Leser*innenkommentare
wxyz
Testweise ist ok? Nur das, was fest beschlossen auf die Testphase folgt und ohne dessen feste Absicht es gar keine Testphase geben würde, ist nicht ok?
Ob "nur" doppelzüngig oder Unfähigkeit mit Diplom oder noch etwas anderes wird hier nicht mehr unterscheidbar.
Ein Knackpunkt ist und bleibt auch der Gummibegriff "Gefährder". Ob zukünftig vielleicht auch jeder als Gefährder gilt, der zufällig das falsche Parteibuch in der Tasche hat, bleibt offen.
Wie schnell politisches Kalkül das Demokratieverständnis ändern kann, zeigen u. a. auch die Beispiele USA, Ungarn und Türkei. Der passende Backdoorvirus-Politiker an der passenden Stelle, und schon wird alles anders.
TV
Nach und nach wird der Datenschutz ausgelöchert und protestiert man, kommt die Antwort: Dammbruchargument. Ich freu mich dann schon auf den Perso mit GPS-Sender...
kditd
Hat nicht eigentlich jeder ein "Recht am eigenen Bild"? Das gilt wohl auch nur noch auf dem Papier.
mowgli
Das freundlichste, was ich über diese Frau denken kann nach dem Lesen dieses Textes, ist: Sie ist eine totale Fehlbesetzung. Ich wüsste wirklich gern, wer sie auf ihren Posten gehievt hat und warum. Wobei – das Warum kann ich mir beinah selber denken.
"Für sich genommen" mag ein solcher Test ja vielleicht noch kein Beinbruch sein. Nur kann man ihn gar nicht "für sich" nehmen. Ein Test ist schließlich dazu da, einen Regelfall vorzubereiten. Und wenn diese Gesichtserkennung eine Regel wird, ist sie nicht bloß ein "schwerwiegender Eingriff" in das gesellschaftliche Gleichgewicht, sondern eine echte Katastrophe.
Grisch
Was bitteschön ist denn ein gesellschaftliches Gleichgewicht? zumal in diesem Zusammenhang? und in wiefern wird das dann durch Gesichtserkennungssoftware beeinträchtigt?
Ich vermute mal eine "echte Katastrophe" ist etwas anderes...
Lowandorder
Mal 'n Schritt über die Nasenspitze hinausgedacht - kerr!
Wenn beim "Gefährderzugriff"-2.0 der - JaJa -
Herr Thomas Meier*, Potze 58, zerlegt zwischen den Gleisen liegt!

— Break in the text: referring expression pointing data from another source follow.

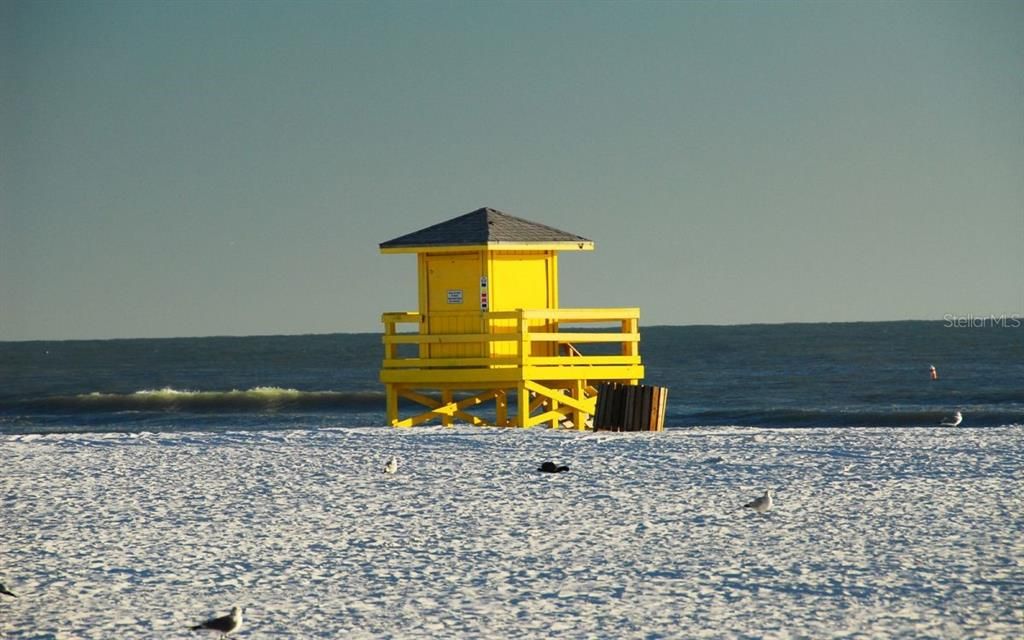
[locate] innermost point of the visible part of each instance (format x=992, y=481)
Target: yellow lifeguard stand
x=488, y=324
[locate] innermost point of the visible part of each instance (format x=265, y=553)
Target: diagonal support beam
x=586, y=404
x=441, y=410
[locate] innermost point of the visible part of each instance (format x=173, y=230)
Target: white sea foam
x=114, y=536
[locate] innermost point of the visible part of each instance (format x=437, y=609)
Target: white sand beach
x=875, y=532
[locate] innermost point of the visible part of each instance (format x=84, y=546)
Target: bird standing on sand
x=550, y=467
x=953, y=421
x=223, y=625
x=762, y=504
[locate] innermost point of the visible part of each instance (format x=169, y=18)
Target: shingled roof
x=486, y=226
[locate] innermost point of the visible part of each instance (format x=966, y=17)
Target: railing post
x=630, y=326
x=522, y=327
x=389, y=347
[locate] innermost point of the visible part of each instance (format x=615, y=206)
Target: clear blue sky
x=228, y=168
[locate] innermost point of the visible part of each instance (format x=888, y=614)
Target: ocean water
x=785, y=376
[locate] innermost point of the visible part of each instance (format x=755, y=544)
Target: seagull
x=762, y=504
x=224, y=624
x=953, y=421
x=550, y=467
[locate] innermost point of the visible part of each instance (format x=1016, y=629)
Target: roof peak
x=487, y=225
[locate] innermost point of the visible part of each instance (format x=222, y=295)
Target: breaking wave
x=170, y=400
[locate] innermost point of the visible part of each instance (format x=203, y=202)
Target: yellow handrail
x=530, y=326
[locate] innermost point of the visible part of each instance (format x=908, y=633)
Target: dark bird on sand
x=550, y=467
x=223, y=625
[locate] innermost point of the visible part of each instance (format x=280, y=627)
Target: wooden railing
x=510, y=339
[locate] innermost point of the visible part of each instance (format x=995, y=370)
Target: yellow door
x=453, y=301
x=521, y=281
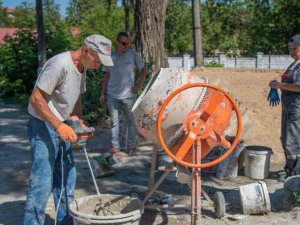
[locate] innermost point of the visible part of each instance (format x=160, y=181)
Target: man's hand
x=102, y=99
x=66, y=133
x=84, y=127
x=135, y=89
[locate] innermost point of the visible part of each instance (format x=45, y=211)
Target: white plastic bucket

Statt des Herr Thomas Meier*, Potze 85, weil er jenem Herrn -
Was biometrisch ähnelt! - Nu. &¿ - "Aber si'cher dat!"
Dazu a ARDZDF - FrozenThomas:"Shit happens! &
Glücklicherweise kann kein menschliches
Versagen festgestellt werden!" (short cut!) &
Wieder! Klar - "schaute des Glasauge menschlicher!"
"Normal!"
(*Nationalität & Pigmentierung -
Dürfen nach Pressekodex - erst während der
Prozessberichterstattung genannt werden -
Normal!)
Da Hias
@Lowandorder Brazil lassen grüßen. Tuttle, Buttle.